大学院生は「高等教育段階の教育費負担新制度」で制度の対象外

 先日、twitterで新しい奨学金制度だと大学院生はその対象外になると言う話が流れてきた。確かに文科省のホームページでは、

4-9.その他、対象学生等の認定に関する要件について
Q67 大学院生は新制度の支援対象になりますか。

A67 大学院生は対象になりません。(大学院への進学は18歳人口の5.5%に留まっており、短期大学や2年制の専門学校を卒業した者では20歳以上で就労し、一定の稼得能力がある者がいることを踏まえれば、こうした者とのバランスを考える必要があること等の理由から、このような取扱いをしているものです。)

 高等教育段階の教育費負担新制度に係る質問と回答(Q&A)より

 

となっている。確かに、大学院進学者と同じ年齢層で働いている人はたくさんいる。しかし、それが国から大学院生への支援をしなくても良い理由にはならない。というのも、奨学金制度の本来の目的、つまり、能力がありながら経済的な理由で教育を受けられない人を減らすという目的から逸脱しているからである。一部の人(=大学院進学者)にしか修学支援が届かない「不平等」な支援を文科省はしたくないのだろうけれども、教育の機会均等とは、全ての児童生徒に同一の教育を与えるというものではなく、個人差に応じた教育を施すものであるから、文科省の論理は教育の機会均等の論理から外れているように思える。

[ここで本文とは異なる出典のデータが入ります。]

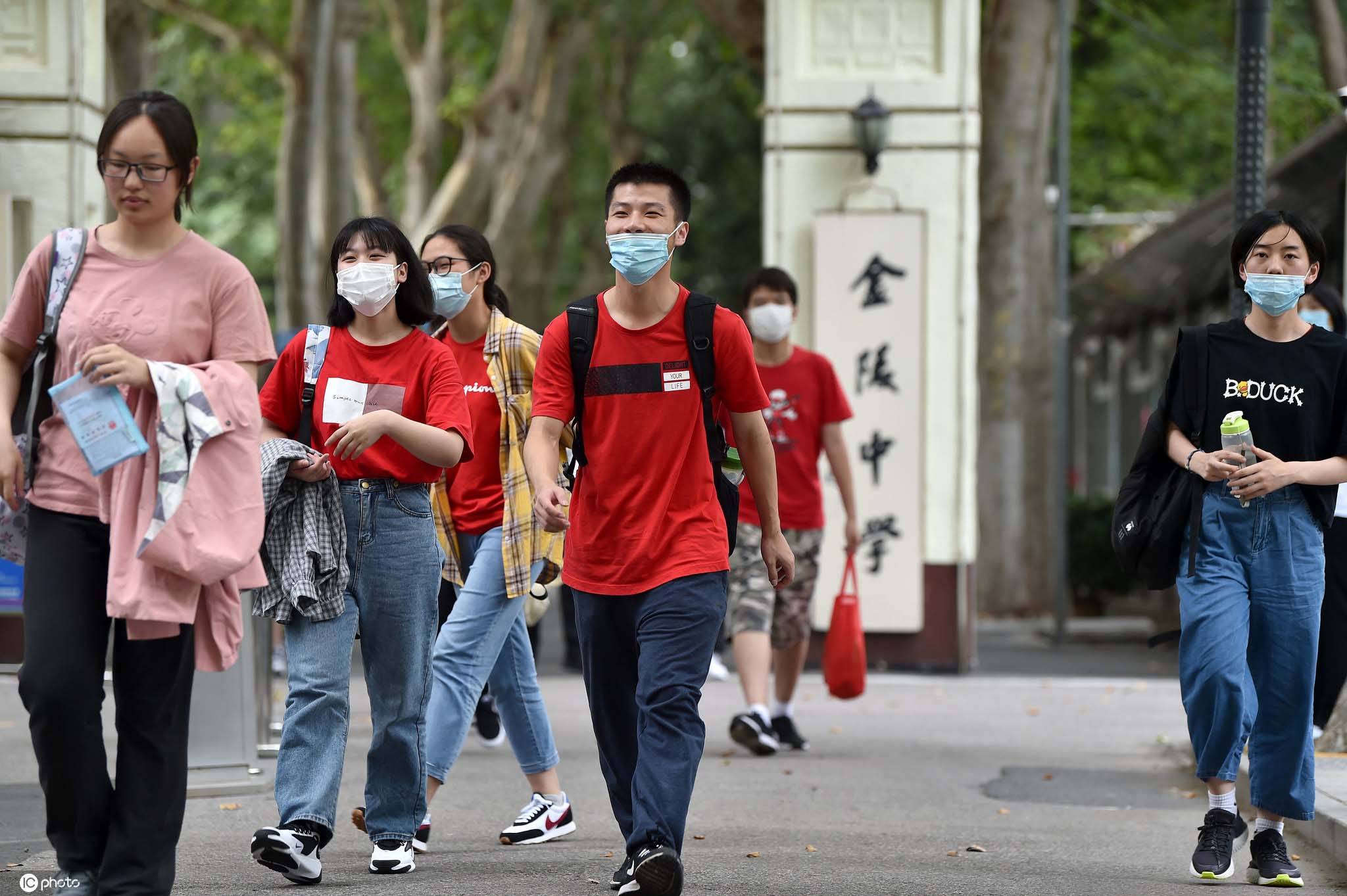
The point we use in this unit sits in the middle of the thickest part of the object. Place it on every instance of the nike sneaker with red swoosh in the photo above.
(541, 821)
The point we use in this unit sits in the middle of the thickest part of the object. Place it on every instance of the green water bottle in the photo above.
(1236, 436)
(732, 466)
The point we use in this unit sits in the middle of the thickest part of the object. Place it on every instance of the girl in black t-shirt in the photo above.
(1250, 611)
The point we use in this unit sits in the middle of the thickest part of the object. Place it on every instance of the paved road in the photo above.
(1071, 785)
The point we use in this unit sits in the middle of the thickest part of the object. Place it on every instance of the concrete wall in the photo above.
(51, 106)
(920, 57)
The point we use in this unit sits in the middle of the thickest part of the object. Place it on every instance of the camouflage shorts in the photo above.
(754, 605)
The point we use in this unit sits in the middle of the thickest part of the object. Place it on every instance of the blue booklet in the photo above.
(100, 421)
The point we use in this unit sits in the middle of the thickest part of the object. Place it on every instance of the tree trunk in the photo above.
(1016, 294)
(1333, 49)
(127, 24)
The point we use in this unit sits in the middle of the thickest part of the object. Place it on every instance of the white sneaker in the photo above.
(290, 851)
(718, 671)
(539, 822)
(395, 860)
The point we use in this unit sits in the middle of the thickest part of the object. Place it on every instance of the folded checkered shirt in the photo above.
(303, 550)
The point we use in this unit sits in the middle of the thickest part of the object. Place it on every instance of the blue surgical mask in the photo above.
(639, 256)
(1276, 294)
(1317, 318)
(451, 298)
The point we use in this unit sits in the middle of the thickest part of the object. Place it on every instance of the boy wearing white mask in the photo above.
(647, 545)
(771, 628)
(387, 415)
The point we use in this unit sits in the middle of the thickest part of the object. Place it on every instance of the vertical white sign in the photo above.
(868, 321)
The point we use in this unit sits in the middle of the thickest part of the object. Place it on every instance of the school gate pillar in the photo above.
(887, 267)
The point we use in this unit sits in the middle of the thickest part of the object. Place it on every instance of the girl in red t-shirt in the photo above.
(388, 417)
(488, 579)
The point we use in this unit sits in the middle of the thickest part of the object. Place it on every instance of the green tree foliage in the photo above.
(1154, 99)
(693, 103)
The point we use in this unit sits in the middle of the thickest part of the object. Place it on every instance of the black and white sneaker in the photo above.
(392, 857)
(1221, 836)
(291, 851)
(1272, 865)
(787, 734)
(754, 732)
(489, 723)
(656, 871)
(623, 876)
(421, 843)
(539, 822)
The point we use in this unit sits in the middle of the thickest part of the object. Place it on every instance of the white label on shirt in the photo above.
(344, 401)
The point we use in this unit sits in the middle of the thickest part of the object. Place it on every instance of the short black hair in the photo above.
(640, 172)
(478, 249)
(173, 122)
(1333, 303)
(773, 279)
(1264, 221)
(415, 299)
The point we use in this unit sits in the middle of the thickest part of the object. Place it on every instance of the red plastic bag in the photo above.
(844, 649)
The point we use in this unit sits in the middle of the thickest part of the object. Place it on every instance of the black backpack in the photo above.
(698, 323)
(1158, 497)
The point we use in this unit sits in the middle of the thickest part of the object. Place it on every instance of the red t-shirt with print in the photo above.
(476, 498)
(644, 510)
(415, 377)
(804, 396)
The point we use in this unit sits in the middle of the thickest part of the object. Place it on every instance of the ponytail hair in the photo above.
(476, 249)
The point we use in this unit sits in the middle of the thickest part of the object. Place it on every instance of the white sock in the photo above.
(1222, 801)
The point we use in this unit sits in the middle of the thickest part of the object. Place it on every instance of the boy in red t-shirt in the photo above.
(647, 551)
(771, 627)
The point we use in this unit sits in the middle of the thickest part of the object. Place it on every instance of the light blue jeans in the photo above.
(1250, 637)
(485, 641)
(394, 560)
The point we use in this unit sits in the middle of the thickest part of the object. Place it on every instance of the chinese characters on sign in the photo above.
(868, 321)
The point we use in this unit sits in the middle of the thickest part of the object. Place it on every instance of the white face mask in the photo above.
(368, 285)
(771, 323)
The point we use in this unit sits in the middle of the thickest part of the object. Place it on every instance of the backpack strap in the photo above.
(34, 407)
(582, 326)
(1195, 390)
(699, 323)
(316, 353)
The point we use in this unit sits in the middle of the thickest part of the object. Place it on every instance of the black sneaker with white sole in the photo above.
(656, 871)
(787, 734)
(623, 876)
(291, 849)
(1271, 865)
(392, 857)
(1221, 836)
(754, 732)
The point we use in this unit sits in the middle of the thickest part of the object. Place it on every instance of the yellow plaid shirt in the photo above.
(511, 354)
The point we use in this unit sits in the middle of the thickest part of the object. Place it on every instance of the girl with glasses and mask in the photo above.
(493, 551)
(147, 290)
(1250, 609)
(388, 419)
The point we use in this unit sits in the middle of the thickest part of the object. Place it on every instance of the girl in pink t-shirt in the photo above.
(147, 288)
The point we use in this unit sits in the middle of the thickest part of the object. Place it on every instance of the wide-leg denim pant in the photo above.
(391, 600)
(1250, 635)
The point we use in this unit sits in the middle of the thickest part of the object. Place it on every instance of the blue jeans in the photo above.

また、18歳人口と比べた場合の学士課程入学者の割合は50.6%と18歳人口の約半分である(浪人生や再入学者の考慮をしているのかは不明)。文科省の論理だと、こうした高卒・中卒の一定の稼得能力がある者とのバランスを考えないのはおかしくないか。加えて、20歳以上で就労する人がいることを大学院進学者に対する支援をしない理由にしているのに、全大学生が20歳以上になるはずの大学3年以上で支援を止めるようにしないのも、理由に対する結果としていまいちはっきりしない。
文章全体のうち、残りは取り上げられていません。